Further, Bernanke provided his clearest statement to-date regarding the implications of a potential AIG failure. "A failure of AIG would have been devastating for the U.S. financial system. Nothing makes me angrier than AIG's circumstance...And I share your anger, Senator," Bernanke said, C-SPAN reported.
Still, Bernanke remains optimistic regarding the ultimate effectiveness of the federal government's interventions. "I think we will eventually get results, we will eventually stabilize the financial system...and the economy will return to growth," Bernanke said.
AIG may need $300-500 billion more?
One economist told DailyFinance Tuesday that effectiveness may hinge on more, assertive action by the Fed with respect to AIG. Economist David H. Wang, whose specializations include credit analysis, said he believes AIG "may need $300-500 billion more in Fed assistance, depending on the extensiveness of its operations."

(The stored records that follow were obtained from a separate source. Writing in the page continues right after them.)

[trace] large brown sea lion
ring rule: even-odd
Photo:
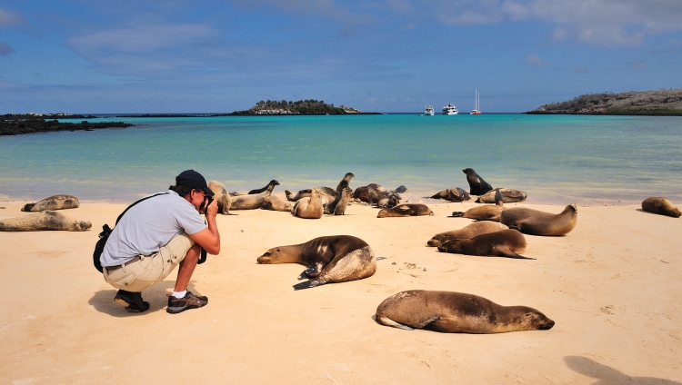
[[[497,189],[499,190],[499,189]],[[473,207],[466,212],[453,212],[452,216],[475,219],[476,221],[495,221],[499,222],[499,216],[503,211],[506,210],[502,203],[502,195],[499,191],[496,191],[495,205],[485,205]]]
[[[450,240],[438,246],[438,252],[479,257],[505,257],[534,260],[520,255],[526,252],[526,238],[517,230],[502,230],[466,240]]]
[[[403,203],[390,209],[381,209],[376,218],[433,215],[434,212],[426,204]]]
[[[92,223],[89,222],[76,221],[61,212],[49,210],[0,221],[0,232],[38,232],[43,230],[85,232],[91,227]]]
[[[232,196],[227,193],[225,185],[218,181],[211,181],[206,184],[214,193],[213,199],[220,203],[218,204],[218,207],[222,210],[220,210],[219,212],[222,214],[229,212],[230,205],[232,205]]]
[[[554,321],[527,306],[502,306],[474,294],[414,290],[398,292],[376,308],[382,325],[446,333],[547,331]]]
[[[278,185],[279,185],[279,182],[277,182],[277,181],[276,181],[276,180],[273,179],[272,181],[270,181],[269,183],[267,183],[266,185],[266,187],[262,187],[260,189],[256,189],[256,190],[251,190],[247,193],[248,194],[255,194],[255,193],[261,193],[261,192],[263,192],[266,190],[273,191],[273,189],[275,188],[275,186],[278,186]]]
[[[275,188],[275,186],[273,186]],[[230,210],[256,210],[263,207],[263,203],[272,194],[272,190],[266,190],[261,193],[233,196]]]
[[[472,195],[483,195],[493,189],[487,182],[478,176],[474,169],[464,169],[462,173],[466,174],[466,182],[469,183],[469,193]]]
[[[508,227],[502,223],[490,221],[475,222],[467,226],[465,226],[459,230],[453,230],[452,232],[439,232],[433,236],[426,242],[429,246],[437,247],[451,240],[467,240],[480,234],[487,234],[488,232],[501,232],[506,230]]]
[[[275,247],[258,257],[258,263],[298,263],[306,266],[294,289],[314,288],[371,277],[376,259],[365,241],[350,235],[319,237],[305,243]]]
[[[78,198],[74,195],[52,195],[35,203],[26,203],[21,208],[22,212],[42,212],[44,210],[76,209],[80,206]]]
[[[500,195],[502,195],[503,203],[523,202],[523,201],[526,201],[526,198],[528,197],[528,194],[526,193],[526,192],[514,190],[514,189],[499,189],[499,193]],[[479,196],[478,199],[476,200],[476,203],[495,203],[495,194],[496,194],[496,191],[489,191],[484,193],[483,195]]]
[[[326,214],[334,215],[344,215],[346,213],[346,207],[350,202],[350,198],[353,195],[353,190],[350,187],[346,187],[341,191],[336,192],[336,197],[333,202],[323,204]]]
[[[642,201],[642,210],[674,218],[679,218],[680,215],[682,215],[682,212],[680,212],[678,208],[662,196],[652,196],[651,198],[647,198]]]
[[[350,188],[350,180],[353,179],[353,177],[356,176],[353,173],[346,173],[344,176],[344,179],[341,180],[341,182],[336,184],[336,191],[340,192],[343,191],[345,188]],[[351,190],[352,192],[352,190]]]
[[[303,219],[320,219],[324,212],[320,192],[316,187],[313,189],[309,197],[299,199],[291,208],[294,216]]]
[[[332,199],[334,199],[334,197],[336,196],[336,191],[331,187],[316,187],[316,188],[320,192],[320,193],[331,195]],[[293,193],[288,190],[285,190],[285,194],[286,195],[286,199],[288,199],[289,201],[296,202],[301,198],[309,197],[312,192],[313,192],[313,189],[304,189],[304,190],[299,190],[298,192],[296,193]]]
[[[429,196],[432,199],[445,199],[450,202],[464,202],[471,199],[468,193],[459,187],[453,187],[451,189],[443,190]]]
[[[291,212],[294,202],[284,199],[279,195],[270,195],[266,198],[266,202],[260,207],[263,210],[272,210],[275,212]]]
[[[577,207],[575,203],[566,206],[558,214],[540,212],[526,207],[512,207],[500,214],[500,222],[531,235],[566,235],[577,223]]]

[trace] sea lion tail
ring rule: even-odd
[[[304,289],[312,289],[319,285],[320,285],[320,282],[317,281],[315,281],[315,280],[306,281],[305,282],[296,283],[296,285],[294,285],[294,290],[298,291],[298,290],[304,290]]]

"AIG is intertwined in the global financial system with a myriad of credit default swap products, derivatives, and other financial products," Wang said. "Based on what I've reviewed about their operations so far, I would be very surprised if AIG did not need at least another $200 billion more in assistance, and most likely more."
Still, Wang expressed full-confidence in Bernanke's strategy to-date. "Bernanke has data you or I can not review," Wang said. "While one can critique minor tactics, I do not doubt for a minute that had the Fed not intervened with AIG, and AIG failed, the consequences for the U.S. and global financial systems would have been devastating. An AIG failure would have made the fall-out from the Lehman Brothers failure look like a picnic."
Monetary / Economic Analysis: In testimony, Bernanke also said there were limits on how high the U.S. national debt could go, but did not specify a percent of GDP ceiling. The U.S. is trending toward a national debt equaling 60% of U.S. GDP -- high but not unprecedented, he said, and the ultimate arbiter of the ceiling would be the international financial community, and it's very hard to know when they would balk.
The good news there: That gives the U.S. more 'resource room-leeway' to add debt, if needed, for financial system stabilization. To be sure, no one wants to add more debt, but if economist Wang is correct about AIG's health, the U.S. -- and other governments around the world, for that matter - - have no other choice.